Honestly, the hollow-form will look exactly the same hollow or solid.  The difference is the weight.  If you are planning on hanging it in doorways solid is fine.  If you want to hang it in the tree then you need to hollow it.

GK


----------



## TellicoTurning (Dec 31, 2006)

GK,
Really nice, I just started trying ornaments a couple of weeks back... kinda fun to do.  Need to perfect some techniques.. then work on some for next year.

I like the inside out's best.


----------



## Ron in Drums PA (Dec 31, 2006)

> _Originally posted by gketell_
> <br />New turner and new member.




New Turner! These are fabulous. Keep up the good work.


----------



## gketell (Jan 1, 2007)

Thanks for all the kind words!!

Turning is new, turning is addicting, turning is great fun.  I think I'll go turn a pen.  []

GK


----------



## bob393 (Jan 2, 2007)

Really nice work!


----------



## csb333 (Jan 3, 2007)

Those look really great!! I hope to try some someday. I like your design- they look really fragile and nice.


----------



## TBone (Jan 3, 2007)

If you're new I'm wondering where that puts me?  What's below new?  Good looking ornaments


----------



## gketell (Jan 3, 2007)

Thanks! The look more fragile than they are, even though they ended up being thinner than planned.  Both were dropped (9 thumbs here) and survived undamaged.

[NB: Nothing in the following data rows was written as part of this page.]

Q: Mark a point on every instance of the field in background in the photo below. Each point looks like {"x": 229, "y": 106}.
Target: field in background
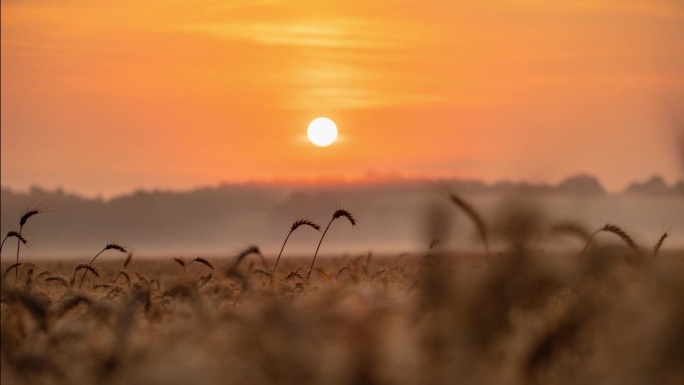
{"x": 519, "y": 315}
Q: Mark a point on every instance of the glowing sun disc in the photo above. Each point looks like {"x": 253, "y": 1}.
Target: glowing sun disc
{"x": 322, "y": 132}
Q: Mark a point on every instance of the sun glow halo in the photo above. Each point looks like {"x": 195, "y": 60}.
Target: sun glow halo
{"x": 322, "y": 132}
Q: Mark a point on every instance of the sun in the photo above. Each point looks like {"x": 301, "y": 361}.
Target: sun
{"x": 322, "y": 132}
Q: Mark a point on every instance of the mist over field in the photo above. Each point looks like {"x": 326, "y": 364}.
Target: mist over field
{"x": 219, "y": 221}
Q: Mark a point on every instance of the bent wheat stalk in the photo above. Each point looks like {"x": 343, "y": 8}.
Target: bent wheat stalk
{"x": 337, "y": 214}
{"x": 295, "y": 226}
{"x": 110, "y": 246}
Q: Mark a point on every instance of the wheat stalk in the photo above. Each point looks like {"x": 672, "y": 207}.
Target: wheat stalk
{"x": 20, "y": 239}
{"x": 659, "y": 244}
{"x": 474, "y": 217}
{"x": 337, "y": 214}
{"x": 295, "y": 226}
{"x": 609, "y": 228}
{"x": 109, "y": 246}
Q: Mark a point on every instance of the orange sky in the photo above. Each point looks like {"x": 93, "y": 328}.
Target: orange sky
{"x": 101, "y": 97}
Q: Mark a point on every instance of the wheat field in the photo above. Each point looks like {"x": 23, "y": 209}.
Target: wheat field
{"x": 603, "y": 311}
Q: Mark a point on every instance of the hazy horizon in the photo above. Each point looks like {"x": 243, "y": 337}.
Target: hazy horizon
{"x": 372, "y": 179}
{"x": 104, "y": 98}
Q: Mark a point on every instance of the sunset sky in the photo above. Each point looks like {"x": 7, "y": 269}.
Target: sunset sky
{"x": 103, "y": 97}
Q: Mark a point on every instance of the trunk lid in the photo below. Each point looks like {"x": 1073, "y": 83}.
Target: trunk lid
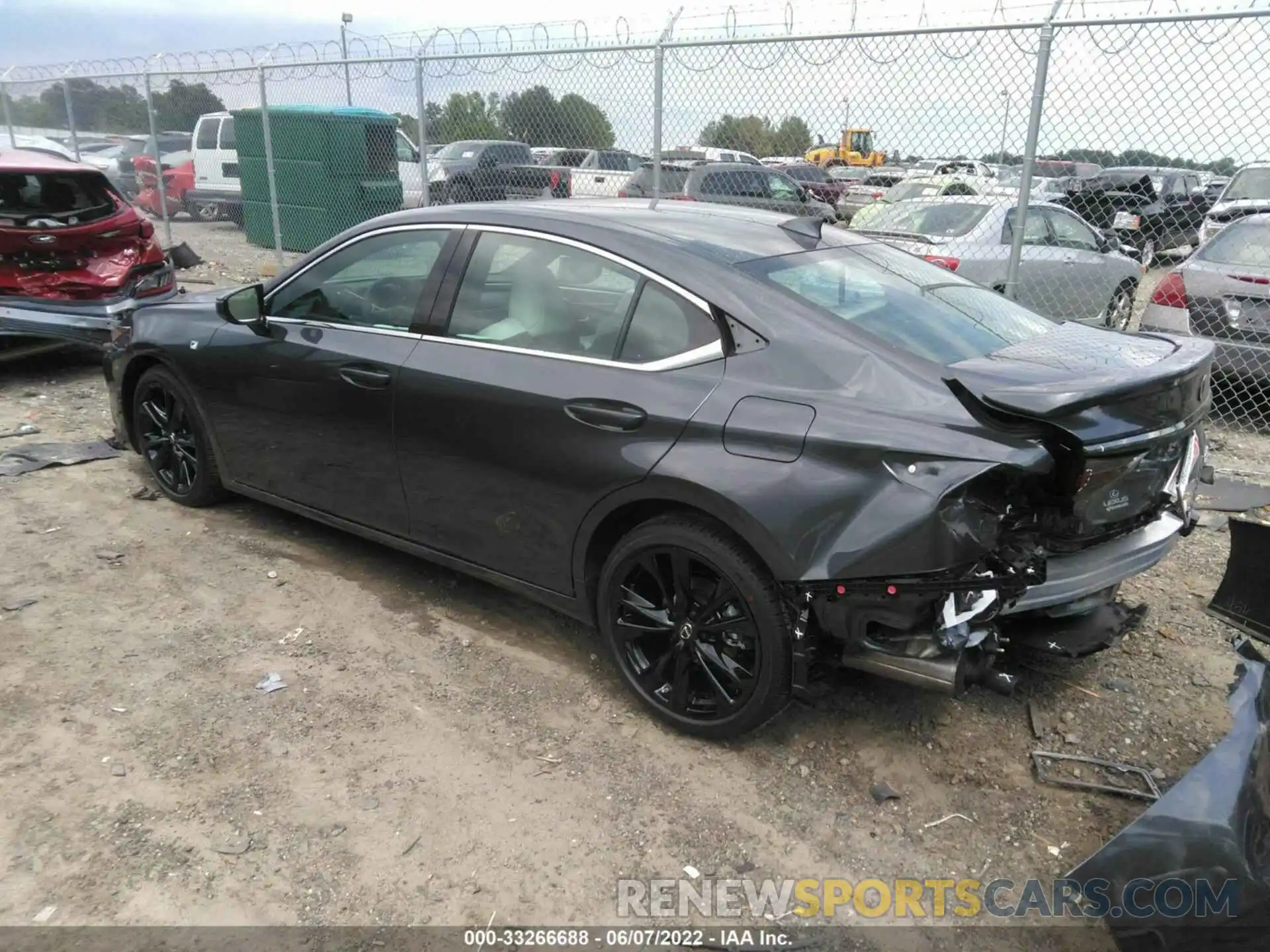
{"x": 1122, "y": 413}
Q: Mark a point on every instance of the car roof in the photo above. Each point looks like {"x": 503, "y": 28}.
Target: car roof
{"x": 27, "y": 160}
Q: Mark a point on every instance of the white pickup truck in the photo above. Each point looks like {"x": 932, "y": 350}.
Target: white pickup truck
{"x": 593, "y": 173}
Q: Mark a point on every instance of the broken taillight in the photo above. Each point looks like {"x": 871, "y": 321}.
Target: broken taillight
{"x": 1171, "y": 292}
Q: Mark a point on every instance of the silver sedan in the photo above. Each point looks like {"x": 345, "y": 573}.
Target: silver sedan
{"x": 1068, "y": 270}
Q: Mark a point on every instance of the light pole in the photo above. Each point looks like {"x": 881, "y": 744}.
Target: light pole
{"x": 345, "y": 19}
{"x": 1005, "y": 125}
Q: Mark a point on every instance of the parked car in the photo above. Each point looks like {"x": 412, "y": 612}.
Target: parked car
{"x": 1222, "y": 292}
{"x": 218, "y": 193}
{"x": 1248, "y": 193}
{"x": 1068, "y": 270}
{"x": 73, "y": 252}
{"x": 730, "y": 183}
{"x": 816, "y": 180}
{"x": 145, "y": 145}
{"x": 865, "y": 190}
{"x": 747, "y": 447}
{"x": 920, "y": 188}
{"x": 1150, "y": 210}
{"x": 591, "y": 173}
{"x": 484, "y": 171}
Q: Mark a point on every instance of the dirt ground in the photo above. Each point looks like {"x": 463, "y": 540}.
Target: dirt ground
{"x": 444, "y": 752}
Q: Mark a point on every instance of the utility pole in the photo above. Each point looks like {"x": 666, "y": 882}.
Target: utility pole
{"x": 345, "y": 19}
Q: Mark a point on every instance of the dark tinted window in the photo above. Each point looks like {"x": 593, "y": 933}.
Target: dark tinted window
{"x": 898, "y": 305}
{"x": 806, "y": 173}
{"x": 665, "y": 325}
{"x": 207, "y": 134}
{"x": 672, "y": 179}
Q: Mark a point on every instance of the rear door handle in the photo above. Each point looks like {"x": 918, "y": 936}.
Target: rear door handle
{"x": 365, "y": 377}
{"x": 606, "y": 414}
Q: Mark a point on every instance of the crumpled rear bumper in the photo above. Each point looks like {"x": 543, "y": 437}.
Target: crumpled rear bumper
{"x": 1206, "y": 834}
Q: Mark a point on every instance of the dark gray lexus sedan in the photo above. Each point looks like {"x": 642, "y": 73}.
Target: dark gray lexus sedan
{"x": 747, "y": 447}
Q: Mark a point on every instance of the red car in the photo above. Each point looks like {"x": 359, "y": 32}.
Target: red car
{"x": 73, "y": 252}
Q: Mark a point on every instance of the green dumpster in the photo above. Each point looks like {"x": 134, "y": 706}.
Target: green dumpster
{"x": 333, "y": 167}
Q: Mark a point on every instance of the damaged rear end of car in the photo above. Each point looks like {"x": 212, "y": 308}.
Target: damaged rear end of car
{"x": 1034, "y": 470}
{"x": 74, "y": 254}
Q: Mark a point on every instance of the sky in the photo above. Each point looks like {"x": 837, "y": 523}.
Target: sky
{"x": 1179, "y": 89}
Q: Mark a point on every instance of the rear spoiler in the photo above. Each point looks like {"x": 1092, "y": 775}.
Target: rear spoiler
{"x": 1048, "y": 401}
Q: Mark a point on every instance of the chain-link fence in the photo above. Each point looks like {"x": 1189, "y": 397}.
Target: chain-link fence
{"x": 1095, "y": 171}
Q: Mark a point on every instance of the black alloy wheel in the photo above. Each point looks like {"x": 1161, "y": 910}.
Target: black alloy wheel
{"x": 171, "y": 436}
{"x": 697, "y": 627}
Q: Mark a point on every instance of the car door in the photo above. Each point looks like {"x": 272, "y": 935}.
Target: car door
{"x": 1089, "y": 281}
{"x": 560, "y": 375}
{"x": 408, "y": 171}
{"x": 1040, "y": 270}
{"x": 302, "y": 407}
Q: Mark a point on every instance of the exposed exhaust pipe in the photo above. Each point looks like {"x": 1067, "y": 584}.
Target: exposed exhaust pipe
{"x": 948, "y": 674}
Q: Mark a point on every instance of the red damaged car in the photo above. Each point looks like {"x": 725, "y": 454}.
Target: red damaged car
{"x": 74, "y": 254}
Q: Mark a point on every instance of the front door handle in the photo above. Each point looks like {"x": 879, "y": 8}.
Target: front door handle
{"x": 365, "y": 377}
{"x": 606, "y": 414}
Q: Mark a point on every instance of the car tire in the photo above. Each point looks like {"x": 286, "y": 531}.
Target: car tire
{"x": 172, "y": 437}
{"x": 204, "y": 211}
{"x": 709, "y": 612}
{"x": 1121, "y": 307}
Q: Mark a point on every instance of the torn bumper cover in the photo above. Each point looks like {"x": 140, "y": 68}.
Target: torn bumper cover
{"x": 1201, "y": 852}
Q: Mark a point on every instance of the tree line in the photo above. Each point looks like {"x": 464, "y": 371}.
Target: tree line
{"x": 116, "y": 108}
{"x": 532, "y": 116}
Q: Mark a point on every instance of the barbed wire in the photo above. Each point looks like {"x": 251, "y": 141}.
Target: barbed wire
{"x": 544, "y": 36}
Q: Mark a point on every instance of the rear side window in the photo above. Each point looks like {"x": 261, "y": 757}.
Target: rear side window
{"x": 915, "y": 307}
{"x": 207, "y": 130}
{"x": 665, "y": 325}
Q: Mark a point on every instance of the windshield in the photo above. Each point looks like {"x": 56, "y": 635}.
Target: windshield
{"x": 941, "y": 219}
{"x": 1249, "y": 183}
{"x": 1246, "y": 244}
{"x": 54, "y": 200}
{"x": 906, "y": 302}
{"x": 460, "y": 150}
{"x": 807, "y": 173}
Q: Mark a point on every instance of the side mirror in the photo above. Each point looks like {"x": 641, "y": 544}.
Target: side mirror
{"x": 243, "y": 306}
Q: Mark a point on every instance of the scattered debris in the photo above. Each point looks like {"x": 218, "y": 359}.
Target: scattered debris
{"x": 945, "y": 819}
{"x": 234, "y": 844}
{"x": 37, "y": 456}
{"x": 1037, "y": 719}
{"x": 882, "y": 793}
{"x": 271, "y": 682}
{"x": 1111, "y": 768}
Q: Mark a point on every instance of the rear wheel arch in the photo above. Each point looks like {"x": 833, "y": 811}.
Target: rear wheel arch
{"x": 615, "y": 517}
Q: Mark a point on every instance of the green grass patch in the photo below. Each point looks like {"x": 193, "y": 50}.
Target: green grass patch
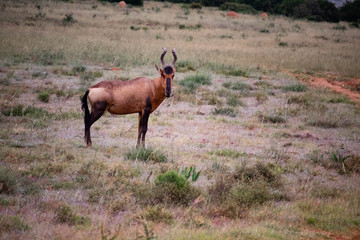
{"x": 44, "y": 97}
{"x": 229, "y": 153}
{"x": 146, "y": 155}
{"x": 12, "y": 223}
{"x": 231, "y": 112}
{"x": 65, "y": 214}
{"x": 298, "y": 87}
{"x": 192, "y": 82}
{"x": 336, "y": 215}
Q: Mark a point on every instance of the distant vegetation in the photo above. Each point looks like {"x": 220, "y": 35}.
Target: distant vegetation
{"x": 315, "y": 10}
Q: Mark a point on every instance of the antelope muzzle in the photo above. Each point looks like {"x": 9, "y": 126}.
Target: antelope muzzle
{"x": 168, "y": 87}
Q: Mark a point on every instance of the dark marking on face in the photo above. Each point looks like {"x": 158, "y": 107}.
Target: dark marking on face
{"x": 168, "y": 87}
{"x": 168, "y": 70}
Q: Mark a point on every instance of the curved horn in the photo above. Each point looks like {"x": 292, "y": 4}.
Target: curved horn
{"x": 162, "y": 57}
{"x": 175, "y": 57}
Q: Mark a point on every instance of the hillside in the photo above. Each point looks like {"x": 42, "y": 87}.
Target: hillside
{"x": 256, "y": 108}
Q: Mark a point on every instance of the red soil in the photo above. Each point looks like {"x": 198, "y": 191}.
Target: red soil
{"x": 349, "y": 87}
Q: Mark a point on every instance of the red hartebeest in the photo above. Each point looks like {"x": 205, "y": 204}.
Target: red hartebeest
{"x": 140, "y": 95}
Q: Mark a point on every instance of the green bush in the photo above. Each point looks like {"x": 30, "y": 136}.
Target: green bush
{"x": 172, "y": 177}
{"x": 7, "y": 180}
{"x": 65, "y": 214}
{"x": 192, "y": 82}
{"x": 158, "y": 214}
{"x": 146, "y": 155}
{"x": 11, "y": 223}
{"x": 231, "y": 112}
{"x": 298, "y": 87}
{"x": 173, "y": 188}
{"x": 238, "y": 7}
{"x": 44, "y": 96}
{"x": 232, "y": 193}
{"x": 131, "y": 2}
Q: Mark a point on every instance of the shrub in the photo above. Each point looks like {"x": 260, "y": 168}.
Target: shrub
{"x": 229, "y": 153}
{"x": 11, "y": 223}
{"x": 246, "y": 187}
{"x": 44, "y": 97}
{"x": 146, "y": 155}
{"x": 65, "y": 214}
{"x": 192, "y": 82}
{"x": 68, "y": 19}
{"x": 158, "y": 214}
{"x": 7, "y": 180}
{"x": 298, "y": 87}
{"x": 238, "y": 7}
{"x": 187, "y": 172}
{"x": 173, "y": 188}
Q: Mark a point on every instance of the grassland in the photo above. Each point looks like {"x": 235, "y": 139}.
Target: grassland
{"x": 278, "y": 159}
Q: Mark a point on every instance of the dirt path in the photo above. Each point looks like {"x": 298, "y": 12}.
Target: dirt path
{"x": 350, "y": 88}
{"x": 344, "y": 87}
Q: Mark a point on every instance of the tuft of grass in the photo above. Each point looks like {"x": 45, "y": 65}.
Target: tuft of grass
{"x": 68, "y": 19}
{"x": 338, "y": 116}
{"x": 336, "y": 215}
{"x": 172, "y": 188}
{"x": 232, "y": 194}
{"x": 192, "y": 82}
{"x": 229, "y": 153}
{"x": 158, "y": 214}
{"x": 146, "y": 155}
{"x": 231, "y": 112}
{"x": 184, "y": 66}
{"x": 65, "y": 214}
{"x": 44, "y": 97}
{"x": 240, "y": 86}
{"x": 8, "y": 184}
{"x": 11, "y": 223}
{"x": 271, "y": 118}
{"x": 234, "y": 101}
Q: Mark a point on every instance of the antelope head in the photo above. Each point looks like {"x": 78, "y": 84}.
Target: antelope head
{"x": 167, "y": 73}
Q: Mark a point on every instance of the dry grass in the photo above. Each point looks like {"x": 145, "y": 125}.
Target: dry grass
{"x": 265, "y": 151}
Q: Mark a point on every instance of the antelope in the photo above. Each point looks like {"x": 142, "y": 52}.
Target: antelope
{"x": 140, "y": 95}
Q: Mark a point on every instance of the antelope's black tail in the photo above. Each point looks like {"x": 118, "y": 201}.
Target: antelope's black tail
{"x": 85, "y": 108}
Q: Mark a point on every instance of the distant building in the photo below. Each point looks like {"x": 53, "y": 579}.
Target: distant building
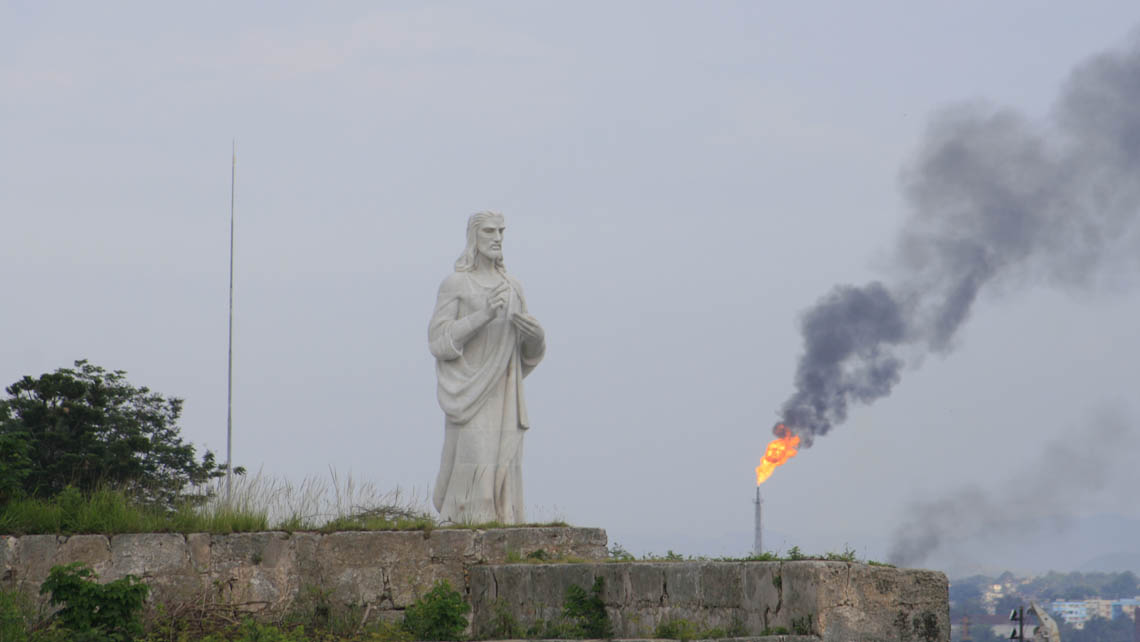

My wife tried her hand at ornaments too.  This is her 2nd one.  She out did me again!  Redwood Burl and Blackwood.





GK


----------



## RogerGarrett (Jan 4, 2007)

Very cool - and very attractive.  I like the one your wife did - I kind of like the inside empty!

Best,
Roger Garrett


----------



## BigRob777 (Jan 7, 2007)

Nice ornaments.  I really like your fix with the internal spindle.  From here, it doesn't look like a fix at all.  Superb!  Your wife's is amazing too.
Rob


----------



## gketell (Jan 7, 2007)

Thanks for all the kind comments!
Now we just need to get a ton more oversized pen blanks so we can make more.  I figure making them just before Christmas they sell as "ornaments" but I can (try to) sell them now as "art".  

GK


----------